After visiting Somaliland, it’s hard to not recognize it as a separate country. At the same time, there’s an unmistakable overlap with the people and small details you’ll see touring around. A very charming detail we remember from Mogadishu is how all of the shops have rough paintings on the buildings of the types of goods they have for sale inside. The markets are absolute pandemonium. It’s ostensibly safe for a Westerner to walk around in Hargeisa, but doing just a little of that seemed like tempting fate. You are a spectacle here like nowhere else. Crowds gather round, people jockey to say hello and make conversation. A poorly interpreted comment or hand gesture would seem to have the potential to go very badly. On our first day in Hargeisa, Greg and I got out to walk up amongst a crowd to take a few pictures at a monument to a downed Russian MIG fighter jet. A few guys were trying to chat with us and asked us where we’re from…. “USA”…. “Oh, you’re American?” To which Greg replied: “Well, sometimes” with a laugh. The guys face, totally flat “No, I mean your nationality”. Cracking jokes doesn’t always translate, I guess.
Driving around Hargeisa was exciting and a total sensory overload. The place is packed with people and traffic. Animals running around, yelling, music, calls to prayer. Men crowded around Khat stands like they’re at a party. The smell of breads and spices intermingled with exhaust fumes and dust. Shoulder-to-shoulder shantytown markets. We drove onto a street of moneychangers, where we exchanged about $80 usd for huge stacks of Somaliland shillings. A couple of clothing vendors with wheeled carts were being aggressively chased away by a police officer. The guy had a huge club and was banging it on their carts to get them to move faster. Their panicked expressions suggested they knew the next whack would be on them if they weren’t out of there fast enough.

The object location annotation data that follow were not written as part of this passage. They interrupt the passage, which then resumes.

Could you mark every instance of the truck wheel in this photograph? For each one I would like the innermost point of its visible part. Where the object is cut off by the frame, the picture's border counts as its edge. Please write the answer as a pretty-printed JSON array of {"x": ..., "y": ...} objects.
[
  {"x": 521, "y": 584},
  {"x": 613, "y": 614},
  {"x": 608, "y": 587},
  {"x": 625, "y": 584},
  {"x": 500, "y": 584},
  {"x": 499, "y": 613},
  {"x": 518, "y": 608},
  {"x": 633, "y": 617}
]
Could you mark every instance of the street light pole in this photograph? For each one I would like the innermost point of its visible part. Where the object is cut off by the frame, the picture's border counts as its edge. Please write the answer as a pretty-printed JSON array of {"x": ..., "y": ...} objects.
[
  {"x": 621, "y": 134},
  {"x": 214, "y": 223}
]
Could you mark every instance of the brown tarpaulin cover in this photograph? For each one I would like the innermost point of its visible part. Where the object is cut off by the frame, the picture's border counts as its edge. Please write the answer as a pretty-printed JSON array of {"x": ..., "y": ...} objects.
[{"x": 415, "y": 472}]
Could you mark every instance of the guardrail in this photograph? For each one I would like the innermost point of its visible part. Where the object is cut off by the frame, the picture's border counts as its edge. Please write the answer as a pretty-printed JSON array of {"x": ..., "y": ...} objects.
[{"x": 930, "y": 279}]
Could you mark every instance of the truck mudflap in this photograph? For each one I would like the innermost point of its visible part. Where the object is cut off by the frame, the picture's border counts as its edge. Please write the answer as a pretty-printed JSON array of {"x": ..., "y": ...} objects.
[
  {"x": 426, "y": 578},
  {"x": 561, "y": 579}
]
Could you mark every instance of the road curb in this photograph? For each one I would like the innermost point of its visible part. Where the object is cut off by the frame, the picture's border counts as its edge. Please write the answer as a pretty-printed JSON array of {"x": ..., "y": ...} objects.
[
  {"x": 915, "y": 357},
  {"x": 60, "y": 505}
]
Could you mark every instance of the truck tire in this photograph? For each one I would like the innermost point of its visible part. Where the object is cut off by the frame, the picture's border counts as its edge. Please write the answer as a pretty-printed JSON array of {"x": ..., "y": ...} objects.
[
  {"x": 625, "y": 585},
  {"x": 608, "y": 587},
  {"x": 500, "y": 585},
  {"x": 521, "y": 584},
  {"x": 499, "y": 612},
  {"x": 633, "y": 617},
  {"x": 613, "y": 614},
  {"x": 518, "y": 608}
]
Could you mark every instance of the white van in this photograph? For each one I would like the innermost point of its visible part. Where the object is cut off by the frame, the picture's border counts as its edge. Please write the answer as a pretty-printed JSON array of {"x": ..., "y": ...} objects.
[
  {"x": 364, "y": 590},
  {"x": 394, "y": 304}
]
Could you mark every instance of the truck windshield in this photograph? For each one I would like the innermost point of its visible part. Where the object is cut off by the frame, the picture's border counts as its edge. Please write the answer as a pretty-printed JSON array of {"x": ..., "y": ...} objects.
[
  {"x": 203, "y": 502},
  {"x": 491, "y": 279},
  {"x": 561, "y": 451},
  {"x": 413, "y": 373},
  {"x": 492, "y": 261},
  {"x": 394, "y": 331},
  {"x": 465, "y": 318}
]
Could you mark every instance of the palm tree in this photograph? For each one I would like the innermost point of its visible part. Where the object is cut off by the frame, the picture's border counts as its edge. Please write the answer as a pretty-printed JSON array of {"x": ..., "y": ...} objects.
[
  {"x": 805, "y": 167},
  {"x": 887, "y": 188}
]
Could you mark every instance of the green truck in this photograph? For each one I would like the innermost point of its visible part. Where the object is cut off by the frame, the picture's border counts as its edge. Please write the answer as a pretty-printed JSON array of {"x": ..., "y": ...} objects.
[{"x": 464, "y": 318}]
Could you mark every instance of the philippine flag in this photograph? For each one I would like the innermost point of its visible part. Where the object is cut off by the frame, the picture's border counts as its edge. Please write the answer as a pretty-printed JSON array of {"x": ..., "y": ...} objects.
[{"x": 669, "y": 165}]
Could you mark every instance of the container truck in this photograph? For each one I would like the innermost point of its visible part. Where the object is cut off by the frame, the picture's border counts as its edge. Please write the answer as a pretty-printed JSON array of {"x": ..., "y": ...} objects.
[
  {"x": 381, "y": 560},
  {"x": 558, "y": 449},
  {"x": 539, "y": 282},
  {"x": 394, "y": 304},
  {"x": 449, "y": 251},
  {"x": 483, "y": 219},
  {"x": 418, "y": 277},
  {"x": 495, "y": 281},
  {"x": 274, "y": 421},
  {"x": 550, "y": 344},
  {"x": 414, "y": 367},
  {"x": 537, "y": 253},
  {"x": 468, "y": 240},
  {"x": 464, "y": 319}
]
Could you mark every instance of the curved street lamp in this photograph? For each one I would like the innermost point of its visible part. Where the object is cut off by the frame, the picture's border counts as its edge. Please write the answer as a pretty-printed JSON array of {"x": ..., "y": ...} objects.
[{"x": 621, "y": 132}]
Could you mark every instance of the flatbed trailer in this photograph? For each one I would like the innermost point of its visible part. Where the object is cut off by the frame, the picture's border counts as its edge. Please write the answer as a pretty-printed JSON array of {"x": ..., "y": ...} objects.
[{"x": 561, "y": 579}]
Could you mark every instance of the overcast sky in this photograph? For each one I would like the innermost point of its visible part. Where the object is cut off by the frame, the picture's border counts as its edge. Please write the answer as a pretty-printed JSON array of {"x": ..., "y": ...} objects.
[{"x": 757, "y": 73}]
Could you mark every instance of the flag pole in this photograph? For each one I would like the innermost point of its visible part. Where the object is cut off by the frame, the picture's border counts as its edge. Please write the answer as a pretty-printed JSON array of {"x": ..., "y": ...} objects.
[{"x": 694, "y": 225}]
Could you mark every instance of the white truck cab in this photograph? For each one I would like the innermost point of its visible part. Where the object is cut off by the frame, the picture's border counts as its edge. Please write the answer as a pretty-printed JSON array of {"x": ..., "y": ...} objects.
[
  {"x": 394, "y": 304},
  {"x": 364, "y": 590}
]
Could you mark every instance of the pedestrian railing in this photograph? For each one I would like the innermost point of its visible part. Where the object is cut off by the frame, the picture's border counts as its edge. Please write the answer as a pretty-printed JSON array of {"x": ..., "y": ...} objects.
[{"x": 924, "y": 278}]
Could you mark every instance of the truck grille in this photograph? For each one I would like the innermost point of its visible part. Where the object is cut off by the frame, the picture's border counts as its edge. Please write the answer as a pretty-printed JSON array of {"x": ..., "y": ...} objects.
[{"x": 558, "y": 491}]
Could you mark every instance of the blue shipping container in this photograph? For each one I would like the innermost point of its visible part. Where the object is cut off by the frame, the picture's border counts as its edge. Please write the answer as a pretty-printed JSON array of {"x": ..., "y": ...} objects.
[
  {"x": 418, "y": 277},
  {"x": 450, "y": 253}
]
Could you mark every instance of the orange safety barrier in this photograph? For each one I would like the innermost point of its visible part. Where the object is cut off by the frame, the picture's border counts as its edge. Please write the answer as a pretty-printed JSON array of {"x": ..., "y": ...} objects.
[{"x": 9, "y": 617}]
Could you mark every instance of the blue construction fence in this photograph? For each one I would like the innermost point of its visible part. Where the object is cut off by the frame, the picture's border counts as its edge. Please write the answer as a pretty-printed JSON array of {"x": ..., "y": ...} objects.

Our second day in Hargeisa was a full day trip, morning to evening, leaving the capital, Hargeisa. This was the main attraction to visiting Somaliland. We wanted to visit a place called Laas Geel, a set of cave formations with paintings that date from 3000 to 9000 BC. I knew they were unmatched in scope and accessibility, but wasn’t prepared for how impressive they would be in person.
Before leaving Hargeisa, tourists are required to have a permit and an armed guard accompany them. This seemed largely perfunctory, but it was reassuring nonetheless. The team of 7-8 guards, operating as a tactical assault team, surrounding us in Mogadishu, felt like we might be protected from a fairly serious attempt on us. Here with the one guard with an automatic rifle… well, if someone was serious about getting to us, there wouldn’t be too big of a fight. Thankfully though, Somaliland is nothing like Mogadishu. We were around plenty of groups of locals and never felt like anything was shady or unsafe.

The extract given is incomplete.